Et quand ils n’annulent pas, ils réécrivent, se scandalisent de l’injustice et l’horreur du passé sans jamais le comprendre dans le contexte organique d’une société ancienne. Ils conçoivent les humanités comme des disciplines d’extrême droite, réactionnaires, presque fascistes, ce qu’elles ne sont en rien, au nom d’un progressisme sans limite et nihiliste. Les wokistes ont le physique de leurs idées, ils sont marqués par la déliquescence des formes. Les inquisiteurs à cheveux fluo et au tee-shirt licorne sont arrivés.
Le wokisme est une excroissance tumorale de la lutte des classes, un marxisme 2.0 repassé par la société de consommation et le libéralisme, les luttes sociétales supplantant les luttes sociales, l’individu minoritaire et victime l’emportant sur la communauté, le monde globalisé sur le chez soi, l’autre sur l’ami. Il joue la caution de gauche, belle et bonne, d’un système libéral et davosien – je renvoie à mon écrit sur Klaus Schwab et le Great reset – visant à détruire, détruire tout jusque dans la conscience des jeunes générations.

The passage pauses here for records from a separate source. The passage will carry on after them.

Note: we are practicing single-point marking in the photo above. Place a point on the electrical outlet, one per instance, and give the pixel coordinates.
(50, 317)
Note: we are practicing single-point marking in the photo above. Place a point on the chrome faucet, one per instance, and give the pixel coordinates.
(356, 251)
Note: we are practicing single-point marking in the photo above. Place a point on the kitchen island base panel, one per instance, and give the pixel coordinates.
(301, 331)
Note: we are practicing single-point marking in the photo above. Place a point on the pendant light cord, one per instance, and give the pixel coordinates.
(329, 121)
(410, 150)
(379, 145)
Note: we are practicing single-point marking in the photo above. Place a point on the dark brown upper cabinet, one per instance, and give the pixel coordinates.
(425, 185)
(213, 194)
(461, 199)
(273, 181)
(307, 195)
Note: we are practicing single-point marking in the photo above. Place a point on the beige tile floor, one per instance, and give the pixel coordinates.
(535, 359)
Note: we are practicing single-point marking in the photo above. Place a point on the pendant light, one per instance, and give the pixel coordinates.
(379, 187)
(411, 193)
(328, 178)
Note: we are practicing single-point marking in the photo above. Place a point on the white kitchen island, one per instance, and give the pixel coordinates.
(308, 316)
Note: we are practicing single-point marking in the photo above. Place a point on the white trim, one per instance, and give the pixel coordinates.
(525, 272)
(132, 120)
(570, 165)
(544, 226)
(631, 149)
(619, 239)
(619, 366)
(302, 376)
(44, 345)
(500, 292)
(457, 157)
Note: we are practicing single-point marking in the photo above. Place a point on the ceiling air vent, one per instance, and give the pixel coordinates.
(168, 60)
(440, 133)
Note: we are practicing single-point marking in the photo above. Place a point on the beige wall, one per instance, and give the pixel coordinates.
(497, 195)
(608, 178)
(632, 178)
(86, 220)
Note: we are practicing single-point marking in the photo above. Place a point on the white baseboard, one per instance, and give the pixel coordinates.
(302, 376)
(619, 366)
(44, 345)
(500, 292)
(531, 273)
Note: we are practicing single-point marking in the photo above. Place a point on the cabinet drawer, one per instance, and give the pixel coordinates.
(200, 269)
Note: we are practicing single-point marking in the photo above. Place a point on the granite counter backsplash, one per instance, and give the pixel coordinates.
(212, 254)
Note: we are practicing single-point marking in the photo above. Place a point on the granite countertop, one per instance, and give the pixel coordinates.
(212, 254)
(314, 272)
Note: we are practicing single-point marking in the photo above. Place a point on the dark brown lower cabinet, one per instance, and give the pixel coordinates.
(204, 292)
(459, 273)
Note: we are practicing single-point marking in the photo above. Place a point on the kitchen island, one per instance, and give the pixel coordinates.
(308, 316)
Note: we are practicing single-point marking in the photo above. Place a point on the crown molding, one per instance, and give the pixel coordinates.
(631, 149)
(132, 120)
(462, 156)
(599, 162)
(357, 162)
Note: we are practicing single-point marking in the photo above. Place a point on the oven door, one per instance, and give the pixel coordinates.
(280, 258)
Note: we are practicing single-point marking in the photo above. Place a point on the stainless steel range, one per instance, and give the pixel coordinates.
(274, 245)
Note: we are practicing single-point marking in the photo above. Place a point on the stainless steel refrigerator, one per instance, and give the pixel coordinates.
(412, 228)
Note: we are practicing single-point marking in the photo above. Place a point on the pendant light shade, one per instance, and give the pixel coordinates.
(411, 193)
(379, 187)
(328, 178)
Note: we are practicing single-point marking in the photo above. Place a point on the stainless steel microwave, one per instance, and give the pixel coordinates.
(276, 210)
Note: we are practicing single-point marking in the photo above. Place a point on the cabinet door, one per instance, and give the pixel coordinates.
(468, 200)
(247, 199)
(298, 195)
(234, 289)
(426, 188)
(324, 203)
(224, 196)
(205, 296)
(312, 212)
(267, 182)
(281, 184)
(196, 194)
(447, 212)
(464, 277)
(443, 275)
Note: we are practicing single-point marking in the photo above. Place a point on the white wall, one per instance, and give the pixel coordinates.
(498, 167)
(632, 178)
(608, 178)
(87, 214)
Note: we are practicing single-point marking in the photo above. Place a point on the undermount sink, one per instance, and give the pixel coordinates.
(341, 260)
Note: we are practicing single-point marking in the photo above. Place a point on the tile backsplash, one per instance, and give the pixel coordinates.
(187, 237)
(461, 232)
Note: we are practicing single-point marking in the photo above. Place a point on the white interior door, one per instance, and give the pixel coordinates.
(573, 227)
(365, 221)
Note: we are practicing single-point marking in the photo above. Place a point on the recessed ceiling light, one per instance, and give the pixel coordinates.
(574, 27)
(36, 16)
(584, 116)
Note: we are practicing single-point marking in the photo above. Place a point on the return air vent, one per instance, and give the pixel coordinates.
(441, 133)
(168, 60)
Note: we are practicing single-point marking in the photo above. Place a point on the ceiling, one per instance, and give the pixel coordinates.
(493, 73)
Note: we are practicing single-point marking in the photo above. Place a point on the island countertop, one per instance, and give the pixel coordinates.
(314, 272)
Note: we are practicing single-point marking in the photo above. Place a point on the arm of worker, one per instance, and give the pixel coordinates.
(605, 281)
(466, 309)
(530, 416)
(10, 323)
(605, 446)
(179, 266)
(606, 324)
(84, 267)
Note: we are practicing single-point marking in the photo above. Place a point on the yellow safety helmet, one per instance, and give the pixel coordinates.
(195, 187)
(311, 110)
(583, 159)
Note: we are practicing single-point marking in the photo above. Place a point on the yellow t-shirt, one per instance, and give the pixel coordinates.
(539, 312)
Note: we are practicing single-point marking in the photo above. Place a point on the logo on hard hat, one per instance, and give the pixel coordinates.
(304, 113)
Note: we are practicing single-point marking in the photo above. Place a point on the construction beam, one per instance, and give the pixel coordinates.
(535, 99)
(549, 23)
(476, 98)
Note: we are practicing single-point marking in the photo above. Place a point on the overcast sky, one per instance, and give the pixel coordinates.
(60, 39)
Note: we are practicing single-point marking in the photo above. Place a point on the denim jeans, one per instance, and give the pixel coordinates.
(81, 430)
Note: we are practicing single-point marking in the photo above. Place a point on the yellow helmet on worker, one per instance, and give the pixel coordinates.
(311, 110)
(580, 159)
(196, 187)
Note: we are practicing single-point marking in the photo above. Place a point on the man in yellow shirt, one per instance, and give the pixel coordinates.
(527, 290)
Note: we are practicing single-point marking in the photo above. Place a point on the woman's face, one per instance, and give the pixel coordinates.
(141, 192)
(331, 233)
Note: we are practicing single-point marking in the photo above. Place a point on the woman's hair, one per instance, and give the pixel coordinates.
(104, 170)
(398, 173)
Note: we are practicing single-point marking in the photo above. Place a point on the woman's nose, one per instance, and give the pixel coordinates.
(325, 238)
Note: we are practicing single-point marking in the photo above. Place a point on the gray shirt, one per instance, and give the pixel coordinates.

À mépriser ces réactions minoritaires, à croire qu’elles resteront marginales dans des universités lointaines, on finit par les voir s’ériger en idée courante un lustre plus tard. Pasolini expliquait dans ses Écrits corsaires ceci : « le fascisme avait en réalité fait des classes populaires des guignols, des serviteurs, peut-être en partie convaincus, mais il ne les avait pas vraiment atteints dans le fond de leur âme, dans leur façon d’être. Elle a transformé les jeunes ; elle les a touchés dans ce qu’ils ont d’intime, elle leur a donné d’autres sentiments, d’autres façons de penser, de vivre, d’autres modèles culturels. » Ces petits individus en sont l’illustration.
Il est vraiment juste, bon et salutaire, c’est notre devoir, d’alerter nos lecteurs et nos maîtres pour qu’ils acceptent de se compromettre, d’être semper armati, et d’aller, à la hussarde, plume seule ou en groupe, contre ces mouvements qui veulent achever ce que Bernanos dans la France contre les robots trouvait déjà bien achevée : la civilisation.